If your question was actually about one of these alternative meanings, here’s what each would mean and where to look:
– “Fourth print” meaning the fourth line of text on the label (e.g., set/description fields): that line usually contains the card description (player name, subset or specialty name) and is part of what you verify against the PSA record[3].
– “Fourth print” meaning the card’s print run or edition (for example, 4th printing of a modern reprint): PSA’s label will not normally state print-run edition numbers unless the card’s official title includes it; print-run details must be confirmed from the publisher/printer or census/population reports rather than the slab label itself[3].

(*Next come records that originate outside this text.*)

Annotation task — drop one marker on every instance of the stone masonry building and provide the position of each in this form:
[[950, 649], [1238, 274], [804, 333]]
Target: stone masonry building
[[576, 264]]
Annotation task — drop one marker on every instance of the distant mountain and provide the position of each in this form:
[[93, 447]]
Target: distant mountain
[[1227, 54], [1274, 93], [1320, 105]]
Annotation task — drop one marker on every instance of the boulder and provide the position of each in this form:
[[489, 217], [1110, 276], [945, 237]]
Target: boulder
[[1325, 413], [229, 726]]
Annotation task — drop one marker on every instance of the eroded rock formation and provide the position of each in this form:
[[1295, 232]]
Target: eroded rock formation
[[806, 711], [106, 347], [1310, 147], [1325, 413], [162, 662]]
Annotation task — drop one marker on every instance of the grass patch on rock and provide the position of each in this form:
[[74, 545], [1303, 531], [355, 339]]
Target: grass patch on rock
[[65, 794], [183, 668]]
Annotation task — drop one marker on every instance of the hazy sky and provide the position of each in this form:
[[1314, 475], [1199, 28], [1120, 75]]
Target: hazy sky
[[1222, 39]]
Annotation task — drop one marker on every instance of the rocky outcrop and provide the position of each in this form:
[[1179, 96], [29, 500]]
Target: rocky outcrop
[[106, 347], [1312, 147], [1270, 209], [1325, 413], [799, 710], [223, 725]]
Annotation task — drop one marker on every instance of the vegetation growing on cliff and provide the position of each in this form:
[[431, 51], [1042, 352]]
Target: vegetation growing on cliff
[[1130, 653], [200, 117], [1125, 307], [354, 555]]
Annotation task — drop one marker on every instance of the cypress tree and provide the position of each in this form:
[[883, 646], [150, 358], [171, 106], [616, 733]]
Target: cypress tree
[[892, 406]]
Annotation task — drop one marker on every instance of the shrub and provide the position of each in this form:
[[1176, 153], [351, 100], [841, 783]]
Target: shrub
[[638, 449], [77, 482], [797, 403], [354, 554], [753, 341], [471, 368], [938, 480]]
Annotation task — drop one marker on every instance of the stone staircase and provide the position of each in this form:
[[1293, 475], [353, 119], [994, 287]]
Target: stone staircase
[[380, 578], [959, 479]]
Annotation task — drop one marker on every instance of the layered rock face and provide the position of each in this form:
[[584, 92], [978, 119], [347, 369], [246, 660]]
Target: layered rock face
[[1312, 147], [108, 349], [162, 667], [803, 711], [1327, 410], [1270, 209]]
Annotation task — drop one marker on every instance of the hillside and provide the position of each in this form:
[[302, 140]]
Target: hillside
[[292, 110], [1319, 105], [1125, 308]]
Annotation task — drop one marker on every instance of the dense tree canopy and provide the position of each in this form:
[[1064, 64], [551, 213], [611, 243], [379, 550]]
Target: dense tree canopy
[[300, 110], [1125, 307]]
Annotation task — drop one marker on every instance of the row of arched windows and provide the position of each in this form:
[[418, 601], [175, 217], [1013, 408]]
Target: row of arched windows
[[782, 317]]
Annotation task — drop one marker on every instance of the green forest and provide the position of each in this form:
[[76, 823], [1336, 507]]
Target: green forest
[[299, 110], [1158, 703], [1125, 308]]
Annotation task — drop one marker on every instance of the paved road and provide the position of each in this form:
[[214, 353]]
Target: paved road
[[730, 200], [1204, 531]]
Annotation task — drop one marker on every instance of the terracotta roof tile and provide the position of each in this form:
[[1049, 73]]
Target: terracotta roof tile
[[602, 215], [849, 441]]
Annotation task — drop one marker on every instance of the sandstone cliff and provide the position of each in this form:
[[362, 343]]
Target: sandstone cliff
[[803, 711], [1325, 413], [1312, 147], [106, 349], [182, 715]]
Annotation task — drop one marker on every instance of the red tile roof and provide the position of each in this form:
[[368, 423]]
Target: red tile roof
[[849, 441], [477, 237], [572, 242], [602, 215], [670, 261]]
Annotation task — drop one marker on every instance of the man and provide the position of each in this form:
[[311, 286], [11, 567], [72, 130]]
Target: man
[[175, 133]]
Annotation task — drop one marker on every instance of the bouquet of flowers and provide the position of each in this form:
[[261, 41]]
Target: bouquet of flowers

– “Fourth print” meaning the fourth copy (a 4-of-# serial-numbered parallel): PSA will display a card’s serialized numbering as part of the description only if the card itself has numbering printed on it (for example “/50”); the PSA certification number remains the slab’s unique identifier and is separate from the card’s own numbering[3][1].

If you want, I can:
– Explain exactly how to locate and verify the certification number on a PSA label step-by-step and show how to use PSA’s verification lookup; or
– Walk through examples (with anonymized sample certification numbers) showing what PSA’s online verification returns for a certification number; or
– Cover where PSA places other label fields so you can read a slab label correctly.

Sources: PSA grading and slab verification practices and the role of certification numbers are described in collector guides and grading comparisons which note PSA’s slab labeling and the need to verify slab serials because counterfeit slabs exist[1][3][4].